Nice try, but no cigar on this one. Good info to judge light and placement though. A couple of the building blocks of location got set down here in the testing phase. Sun at this point was behind the house and to camera right. So, I thought, let’s warm up the scene and make the sun discernible, through the use of flash, from that general direction. Bad idea.
Jon’s expression above says it all. In addition to having my equipment in the photo, which I have done a lot of times, truth be told, I just totally blew out any mood or eloquence the shot might have had hopes for. It was about this moment my subject arrived. Project confidence! “Hi, yeah, almost ready. Looks great!”
Know this. The subject will save you. (Many times, anyway.) Presumably you are photographing them because they have a gift, or charisma, or they have traveled an interesting road and you are trying to picture a hint of that road by making an effective photograph. So when they sit in, the light actually works for them, ’cause it’s their face you’ve been thinking about to photograph, and presumably you’ve chosen the right light–for them.
I settled Don in and quickly moved my simulated sun (read; 3 SB-910 units with CTO gels) over to camera left. Raw lights, no diffusion. All three are perched on a Lastolite tri-flash receptacle. He’s got a face that is made for a simple character portrait, I used a simple, straightforward light–Ezybox Hot Shoe soft box with a white interior. (On an Avenger C-stand.)
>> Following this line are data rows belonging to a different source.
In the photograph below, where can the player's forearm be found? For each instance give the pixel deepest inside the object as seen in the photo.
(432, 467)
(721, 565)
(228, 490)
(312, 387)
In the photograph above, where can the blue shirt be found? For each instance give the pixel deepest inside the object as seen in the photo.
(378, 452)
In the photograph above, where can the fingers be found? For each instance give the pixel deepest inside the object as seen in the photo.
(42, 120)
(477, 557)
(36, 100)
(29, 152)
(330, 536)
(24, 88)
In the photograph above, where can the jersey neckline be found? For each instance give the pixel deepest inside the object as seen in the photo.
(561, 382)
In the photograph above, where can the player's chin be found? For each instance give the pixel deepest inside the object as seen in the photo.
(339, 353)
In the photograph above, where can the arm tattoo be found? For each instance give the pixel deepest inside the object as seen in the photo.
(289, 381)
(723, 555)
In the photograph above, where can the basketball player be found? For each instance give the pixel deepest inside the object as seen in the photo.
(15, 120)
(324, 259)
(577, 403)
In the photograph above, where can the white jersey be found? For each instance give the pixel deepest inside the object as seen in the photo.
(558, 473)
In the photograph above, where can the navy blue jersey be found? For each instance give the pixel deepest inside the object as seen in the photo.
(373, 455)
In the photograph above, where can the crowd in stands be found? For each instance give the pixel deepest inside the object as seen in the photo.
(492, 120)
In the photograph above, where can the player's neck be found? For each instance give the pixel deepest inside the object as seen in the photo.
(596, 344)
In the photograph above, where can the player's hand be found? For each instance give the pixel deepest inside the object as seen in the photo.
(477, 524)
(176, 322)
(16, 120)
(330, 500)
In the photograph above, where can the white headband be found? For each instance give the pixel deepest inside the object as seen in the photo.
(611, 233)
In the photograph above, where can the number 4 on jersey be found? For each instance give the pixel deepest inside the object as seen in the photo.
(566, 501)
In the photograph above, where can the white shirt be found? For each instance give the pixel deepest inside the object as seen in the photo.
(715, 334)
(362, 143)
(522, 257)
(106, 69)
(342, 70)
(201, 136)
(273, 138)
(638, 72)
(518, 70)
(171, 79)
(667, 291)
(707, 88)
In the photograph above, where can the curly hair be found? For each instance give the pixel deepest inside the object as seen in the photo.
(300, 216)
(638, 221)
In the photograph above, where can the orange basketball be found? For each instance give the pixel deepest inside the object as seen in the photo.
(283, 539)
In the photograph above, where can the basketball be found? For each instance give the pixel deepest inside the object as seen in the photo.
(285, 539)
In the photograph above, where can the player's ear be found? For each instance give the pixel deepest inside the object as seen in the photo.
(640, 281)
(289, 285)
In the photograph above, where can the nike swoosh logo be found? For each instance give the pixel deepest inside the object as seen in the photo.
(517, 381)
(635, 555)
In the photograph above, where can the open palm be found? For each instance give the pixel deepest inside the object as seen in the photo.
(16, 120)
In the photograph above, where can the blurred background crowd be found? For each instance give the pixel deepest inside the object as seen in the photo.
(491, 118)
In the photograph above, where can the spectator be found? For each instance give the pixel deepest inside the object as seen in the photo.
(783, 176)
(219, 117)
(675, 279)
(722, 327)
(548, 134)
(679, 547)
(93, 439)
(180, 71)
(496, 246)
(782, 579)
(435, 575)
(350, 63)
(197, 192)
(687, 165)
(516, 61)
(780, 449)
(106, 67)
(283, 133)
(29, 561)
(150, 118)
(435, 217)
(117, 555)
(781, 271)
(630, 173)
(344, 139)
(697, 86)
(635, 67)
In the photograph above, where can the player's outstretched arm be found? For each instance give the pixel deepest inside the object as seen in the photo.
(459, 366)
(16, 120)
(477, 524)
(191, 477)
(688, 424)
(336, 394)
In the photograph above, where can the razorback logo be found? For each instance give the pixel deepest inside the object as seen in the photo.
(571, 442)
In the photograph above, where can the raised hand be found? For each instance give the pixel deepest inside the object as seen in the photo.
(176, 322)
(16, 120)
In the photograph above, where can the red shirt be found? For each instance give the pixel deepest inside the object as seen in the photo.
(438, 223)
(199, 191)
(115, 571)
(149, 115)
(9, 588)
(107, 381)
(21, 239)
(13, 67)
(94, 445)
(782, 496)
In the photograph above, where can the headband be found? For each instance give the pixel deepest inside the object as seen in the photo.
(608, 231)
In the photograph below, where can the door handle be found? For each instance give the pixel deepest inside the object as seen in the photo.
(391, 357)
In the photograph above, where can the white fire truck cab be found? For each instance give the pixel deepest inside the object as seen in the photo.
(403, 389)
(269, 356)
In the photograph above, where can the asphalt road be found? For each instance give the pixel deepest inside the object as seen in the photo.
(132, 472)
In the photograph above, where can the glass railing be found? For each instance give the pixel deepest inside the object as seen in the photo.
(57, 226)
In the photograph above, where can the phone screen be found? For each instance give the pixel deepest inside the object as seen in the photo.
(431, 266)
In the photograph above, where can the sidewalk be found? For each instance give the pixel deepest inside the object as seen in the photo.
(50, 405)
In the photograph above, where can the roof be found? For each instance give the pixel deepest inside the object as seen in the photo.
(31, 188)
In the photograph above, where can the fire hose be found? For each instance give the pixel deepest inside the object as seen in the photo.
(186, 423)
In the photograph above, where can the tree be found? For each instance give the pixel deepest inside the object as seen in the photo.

Jon is hand holding a little layer of extra diffusion for the upper half of the box, courtesy of a Lastolite tri-grip diffuser. The circular thing on my backside is mosquito repellent. Ah, Nashville in the dead of summer.
My sunset lights are as far away as I can manage, just about, to get a decent exposure. They flare across the ancient porch, and splash just a tiny highlight on Don’s silver mane. Not overmuch, just a hint of late day. And, as you can see from the production shot above, it was not late day at all. But using the Speedlights enabled me to shoot at 1/250th @f5.6, which muted the porch, and emphasized my subject. And also made the sun go down before its time, in a different place.